Noch müssen die 40 Millionen allerdings die Beratung in der Kommission für Wirtschaft und Abgaben des Nationalrats und die Abstimmungen in den Räten überstehen. Diese werden in ihrer Sommersession im Juni darüber befinden. Zudem sollen Schweiz Tourismus und seine Partner – das sind regionale und lokale Tourismus-Organisationen – eigenes Geld aufwerfen.
Die Rede ist von acht Millionen. Das frische Geld wird das ordentliche Budget von Schweiz Tourismus ergänzen, das in diesem Jahr aus 57 Millionen Franken Bundesmitteln und 27 Millionen Mitteln der Partnerorganisationen besteht.
Die 96 Prozent Nachfrage, die Schweiz Tourismus noch im März auf Ende Jahr erwartete, scheinen unerreichbar.
Der «Recovery Plan», der die Verwendung des Geldes koordiniert, soll bis 2022 dauern und ist bereits angelaufen. «Dream now – travel later» – «Träume jetzt – reise später»: Das ist der Slogan des Werbeclips, der helfen soll, dass die Schweiz als Reiseland bei Touristen in der ganzen Welt nicht in Vergessenheit gerät.
Noch ist der Spot für alle Märkte gleich. Doch will Schweiz Tourismus die verschiedenen Zielmärkte in den kommenden Monaten unterschiedlich beackern. Im nahen Ausland dürfte man schon im Sommer dafür werben, nun auch endlich wieder Reisen in die Schweiz zu buchen. «We need Switzerland» wird der Slogan lauten, also «Wir brauchen Schweiz».

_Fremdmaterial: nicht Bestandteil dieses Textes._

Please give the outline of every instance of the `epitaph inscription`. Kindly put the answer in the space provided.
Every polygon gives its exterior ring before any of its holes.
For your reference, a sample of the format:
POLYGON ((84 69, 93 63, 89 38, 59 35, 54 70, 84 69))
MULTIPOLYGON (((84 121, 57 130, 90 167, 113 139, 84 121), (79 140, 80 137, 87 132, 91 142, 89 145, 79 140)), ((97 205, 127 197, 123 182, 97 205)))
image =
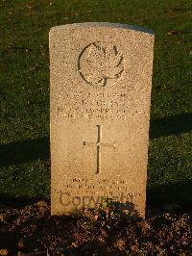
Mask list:
POLYGON ((52 215, 115 200, 145 216, 153 47, 128 25, 50 31, 52 215))

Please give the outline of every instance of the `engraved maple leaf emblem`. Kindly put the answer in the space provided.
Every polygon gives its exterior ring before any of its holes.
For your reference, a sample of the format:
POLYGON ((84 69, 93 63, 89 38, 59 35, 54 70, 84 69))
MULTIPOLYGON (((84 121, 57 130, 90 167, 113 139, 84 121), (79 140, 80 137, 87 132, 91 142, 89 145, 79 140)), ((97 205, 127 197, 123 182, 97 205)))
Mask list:
POLYGON ((93 42, 80 54, 78 67, 86 83, 105 87, 108 79, 118 79, 123 73, 123 55, 115 45, 93 42))

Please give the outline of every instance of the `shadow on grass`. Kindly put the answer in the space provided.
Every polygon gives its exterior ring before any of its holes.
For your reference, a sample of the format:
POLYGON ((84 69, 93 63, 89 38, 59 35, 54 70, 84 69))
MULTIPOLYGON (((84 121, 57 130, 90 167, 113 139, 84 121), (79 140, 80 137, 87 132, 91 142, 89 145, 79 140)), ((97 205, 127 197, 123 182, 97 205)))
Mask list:
POLYGON ((176 204, 183 209, 192 207, 192 181, 148 188, 147 204, 159 207, 166 204, 176 204))
POLYGON ((49 159, 49 138, 0 144, 0 167, 49 159))
MULTIPOLYGON (((192 130, 192 115, 151 120, 150 138, 179 135, 192 130)), ((49 158, 49 138, 0 144, 0 167, 49 158)))
POLYGON ((192 131, 192 114, 151 120, 150 139, 192 131))
POLYGON ((45 200, 50 204, 50 200, 40 197, 14 197, 13 195, 8 195, 6 193, 0 193, 0 208, 11 207, 11 208, 23 208, 27 205, 35 204, 40 200, 45 200))

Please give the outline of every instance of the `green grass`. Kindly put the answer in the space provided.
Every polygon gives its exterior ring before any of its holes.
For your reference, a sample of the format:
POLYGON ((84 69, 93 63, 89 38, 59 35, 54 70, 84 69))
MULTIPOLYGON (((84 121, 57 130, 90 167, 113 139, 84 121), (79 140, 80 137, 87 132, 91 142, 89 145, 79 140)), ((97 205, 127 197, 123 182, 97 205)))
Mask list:
POLYGON ((50 196, 49 30, 108 21, 155 31, 148 201, 191 206, 191 0, 1 0, 1 197, 50 196))

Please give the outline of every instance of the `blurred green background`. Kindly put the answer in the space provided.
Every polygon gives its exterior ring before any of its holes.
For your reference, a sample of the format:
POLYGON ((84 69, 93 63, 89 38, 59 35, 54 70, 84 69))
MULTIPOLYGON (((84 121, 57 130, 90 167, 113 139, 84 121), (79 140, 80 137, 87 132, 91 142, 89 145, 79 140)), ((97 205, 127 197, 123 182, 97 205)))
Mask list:
POLYGON ((191 207, 191 0, 0 1, 0 199, 49 200, 49 30, 95 21, 155 31, 147 200, 191 207))

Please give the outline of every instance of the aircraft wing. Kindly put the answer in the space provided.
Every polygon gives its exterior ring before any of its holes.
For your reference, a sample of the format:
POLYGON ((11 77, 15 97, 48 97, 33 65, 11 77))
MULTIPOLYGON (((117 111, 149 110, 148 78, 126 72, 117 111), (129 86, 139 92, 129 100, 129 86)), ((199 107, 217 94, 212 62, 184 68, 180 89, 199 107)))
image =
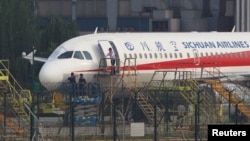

«Jetzt braucht es Heimatbewusstsein»
In Fernost werde die Kampagne wohl im Spätsommer beginnen, sagt Markus Berger, Sprecher von Schweiz Tourismus. Aus China treffen für Ende Jahr sogar schon wieder erste Anfragen ein. Im Falle von Nordamerika ist noch komplett unklar, wann die Menschen wieder zum Reisen bereit sind. Die 96 Prozent Nachfrage, die Schweiz Tourismus noch im März auf Ende Jahr erwartete, scheinen daher unerreichbar.
«Auch wenn die Grenzen bis dahin wieder offen sein dürften, werden viele Schweizer diesen Sommer lieber Ferien im Inland buchen.»
Die Touristiker hoffen, dass Inländer das Ausbleiben ausländischer Touristen zumindest teilweise wettmachen werden. Darum wird die Kampagne, die den Menschen die erste Reise nach dem Lockdown schmackhaft machen will, zuerst in der Schweiz anlaufen. «Jetzt braucht es Heimatbewusstsein», sagt Berger.
Er geht davon aus, dass die Skepsis vor Auslandsreisen nicht nur unter Ausländern gross ist, sondern auch bei Schweizern. «Auch wenn die Grenzen bis dahin wieder offen sein dürften, werden viele Schweizer diesen Sommer lieber Ferien im Inland buchen, statt ans Mittelmeer zu fahren.» Normalerweise sind Inländer für knapp die Hälfte des Tourismus-Umsatzes in der Schweiz verantwortlich. 2020 wird es deutlich mehr sein.